La Cité de Dieu (Augustin)/Livre VIII/Chapitre XX

La Cité de Dieu
Texte établi par RaulxL. Guérin & Cie (Œuvres complètes de Saint Augustin, tome XIIIp. 170-171).
CHAPITRE XX.
S’IL EST CROYABLE QUE DES DIEUX BONS PRÉFÈRENT AVOIR COMMERCE AVEC LES DÉMONS QU’AVEC LES HOMMES.

Il y a, suivant eux, une raison pressante et impérieuse qui fait que les démons sont les médiateurs nécessaires entre les dieux et les hommes. Voyons cette raison, cette prétendue nécessité. C’est, disent-ils, qu’aucun dieu ne communique avec l’homme.
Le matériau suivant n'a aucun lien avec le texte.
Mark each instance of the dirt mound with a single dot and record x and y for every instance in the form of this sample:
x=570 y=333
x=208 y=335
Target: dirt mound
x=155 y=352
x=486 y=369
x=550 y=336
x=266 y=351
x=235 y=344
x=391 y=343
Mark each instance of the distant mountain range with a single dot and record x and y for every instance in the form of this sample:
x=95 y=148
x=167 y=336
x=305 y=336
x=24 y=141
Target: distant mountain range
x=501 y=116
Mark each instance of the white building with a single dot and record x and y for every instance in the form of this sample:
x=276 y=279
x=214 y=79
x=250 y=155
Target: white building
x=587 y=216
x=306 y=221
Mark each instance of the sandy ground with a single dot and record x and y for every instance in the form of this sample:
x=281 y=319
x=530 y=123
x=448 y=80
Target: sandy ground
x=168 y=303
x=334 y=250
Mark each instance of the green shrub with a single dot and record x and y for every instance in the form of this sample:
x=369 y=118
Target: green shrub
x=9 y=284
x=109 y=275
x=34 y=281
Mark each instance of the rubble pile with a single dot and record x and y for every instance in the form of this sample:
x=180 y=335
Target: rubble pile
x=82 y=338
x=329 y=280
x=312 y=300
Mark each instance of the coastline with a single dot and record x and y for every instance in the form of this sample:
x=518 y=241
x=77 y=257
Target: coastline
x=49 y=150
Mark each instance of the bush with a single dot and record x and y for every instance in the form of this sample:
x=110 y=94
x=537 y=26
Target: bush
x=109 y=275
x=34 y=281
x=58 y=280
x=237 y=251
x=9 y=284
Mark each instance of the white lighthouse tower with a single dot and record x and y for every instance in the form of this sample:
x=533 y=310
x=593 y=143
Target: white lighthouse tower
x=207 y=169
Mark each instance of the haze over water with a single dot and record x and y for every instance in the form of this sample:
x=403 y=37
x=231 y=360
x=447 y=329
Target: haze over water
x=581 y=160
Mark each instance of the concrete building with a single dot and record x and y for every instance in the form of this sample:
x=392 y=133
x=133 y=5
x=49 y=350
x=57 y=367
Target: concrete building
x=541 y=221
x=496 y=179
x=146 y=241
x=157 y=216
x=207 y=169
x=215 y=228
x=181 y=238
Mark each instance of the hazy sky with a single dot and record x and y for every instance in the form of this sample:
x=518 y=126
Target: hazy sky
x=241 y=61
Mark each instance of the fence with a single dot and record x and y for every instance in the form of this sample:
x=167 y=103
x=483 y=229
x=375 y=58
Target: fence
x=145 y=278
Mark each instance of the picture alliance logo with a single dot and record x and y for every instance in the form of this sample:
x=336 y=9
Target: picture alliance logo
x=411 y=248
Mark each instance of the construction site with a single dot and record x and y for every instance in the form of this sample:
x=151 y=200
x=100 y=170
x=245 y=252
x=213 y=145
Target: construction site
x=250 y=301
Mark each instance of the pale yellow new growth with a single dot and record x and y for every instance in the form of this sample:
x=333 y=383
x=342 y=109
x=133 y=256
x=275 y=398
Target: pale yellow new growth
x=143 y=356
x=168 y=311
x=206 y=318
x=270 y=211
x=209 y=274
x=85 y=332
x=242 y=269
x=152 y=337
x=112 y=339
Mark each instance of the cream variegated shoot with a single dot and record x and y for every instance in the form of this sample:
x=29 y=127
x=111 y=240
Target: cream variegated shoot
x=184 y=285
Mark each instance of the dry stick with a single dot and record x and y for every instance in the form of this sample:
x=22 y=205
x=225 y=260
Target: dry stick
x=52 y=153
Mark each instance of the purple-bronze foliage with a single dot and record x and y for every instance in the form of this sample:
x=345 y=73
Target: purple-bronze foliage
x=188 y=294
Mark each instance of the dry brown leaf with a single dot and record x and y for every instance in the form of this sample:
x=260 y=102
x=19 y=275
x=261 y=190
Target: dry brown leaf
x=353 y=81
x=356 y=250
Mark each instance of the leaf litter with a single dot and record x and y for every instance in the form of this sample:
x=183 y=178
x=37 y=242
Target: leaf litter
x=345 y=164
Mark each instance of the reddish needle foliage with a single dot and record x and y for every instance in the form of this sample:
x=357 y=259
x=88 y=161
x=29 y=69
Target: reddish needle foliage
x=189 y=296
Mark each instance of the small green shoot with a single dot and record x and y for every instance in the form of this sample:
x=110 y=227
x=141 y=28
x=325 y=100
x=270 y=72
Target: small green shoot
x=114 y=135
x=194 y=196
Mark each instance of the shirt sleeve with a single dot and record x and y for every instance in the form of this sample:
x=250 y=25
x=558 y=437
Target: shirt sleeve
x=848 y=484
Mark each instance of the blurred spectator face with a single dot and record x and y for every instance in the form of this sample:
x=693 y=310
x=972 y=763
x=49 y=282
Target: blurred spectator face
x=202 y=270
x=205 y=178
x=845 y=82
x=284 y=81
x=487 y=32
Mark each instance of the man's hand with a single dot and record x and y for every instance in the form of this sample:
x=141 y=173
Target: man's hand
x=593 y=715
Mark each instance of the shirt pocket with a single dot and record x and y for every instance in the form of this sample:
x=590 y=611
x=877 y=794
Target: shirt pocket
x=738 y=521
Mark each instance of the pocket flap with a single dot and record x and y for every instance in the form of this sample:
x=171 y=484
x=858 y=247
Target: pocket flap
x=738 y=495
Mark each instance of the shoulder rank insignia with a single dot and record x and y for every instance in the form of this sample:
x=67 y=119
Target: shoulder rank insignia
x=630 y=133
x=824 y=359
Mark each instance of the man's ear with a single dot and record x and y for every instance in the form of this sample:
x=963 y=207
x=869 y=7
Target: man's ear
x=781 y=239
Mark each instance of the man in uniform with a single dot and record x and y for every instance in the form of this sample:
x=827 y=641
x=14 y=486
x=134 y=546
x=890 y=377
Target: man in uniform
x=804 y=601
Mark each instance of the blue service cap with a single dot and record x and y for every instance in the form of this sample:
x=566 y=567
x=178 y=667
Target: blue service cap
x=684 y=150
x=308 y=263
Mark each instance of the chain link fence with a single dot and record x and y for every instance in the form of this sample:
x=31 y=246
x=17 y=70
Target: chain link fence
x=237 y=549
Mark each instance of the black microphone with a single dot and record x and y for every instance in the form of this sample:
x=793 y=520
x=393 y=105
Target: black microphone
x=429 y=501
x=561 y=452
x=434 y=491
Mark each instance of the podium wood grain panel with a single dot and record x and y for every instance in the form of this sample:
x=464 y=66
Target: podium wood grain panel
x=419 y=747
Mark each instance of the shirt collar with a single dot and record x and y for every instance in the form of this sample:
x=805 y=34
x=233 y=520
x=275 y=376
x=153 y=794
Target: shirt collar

Voilà une étrange idée de la sainteté divine ! elle empêche Dieu de communiquer avec l’homme suppliant, et le fait entrer en commerce avec le démon superbe ! Ainsi, Dieu ne communique pas avec l’homme pénitent, et il communique avec le démon séducteur ; il ne communique pas avec l’homme qui invoque la Divinité, et il communique avec le démon qui l’usurpe ; il ne communique pas avec l’homme implorant l’indulgence, et il communique avec le démon conseillant l’iniquité ; il ne communique pas avec l’homme qui, éclairé par les livres des philosophes, chasse les poëtes d’un État bien réglé, et il communique avec le démon, qui exige du sénat et des pontifes qu’on représente sur la scène les folles imaginations des poëtes ; il ne communique pas avec l’homme qui interdit d’imputer aux dieux des crimes fantastiques, et il communique avec le démon qui se complaît à voir ces crimes donnés en spectacle ; il ne communique pas avec l’homme qui punit par de justes lois les pratiques des magiciens, et il communique avec le démon qui enseigne et exerce la magie ; il ne communique pas avec l’homme qui fuit les œuvres des démons, et il communique avec le démon qui tend des pièges à la faiblesse de l’homme.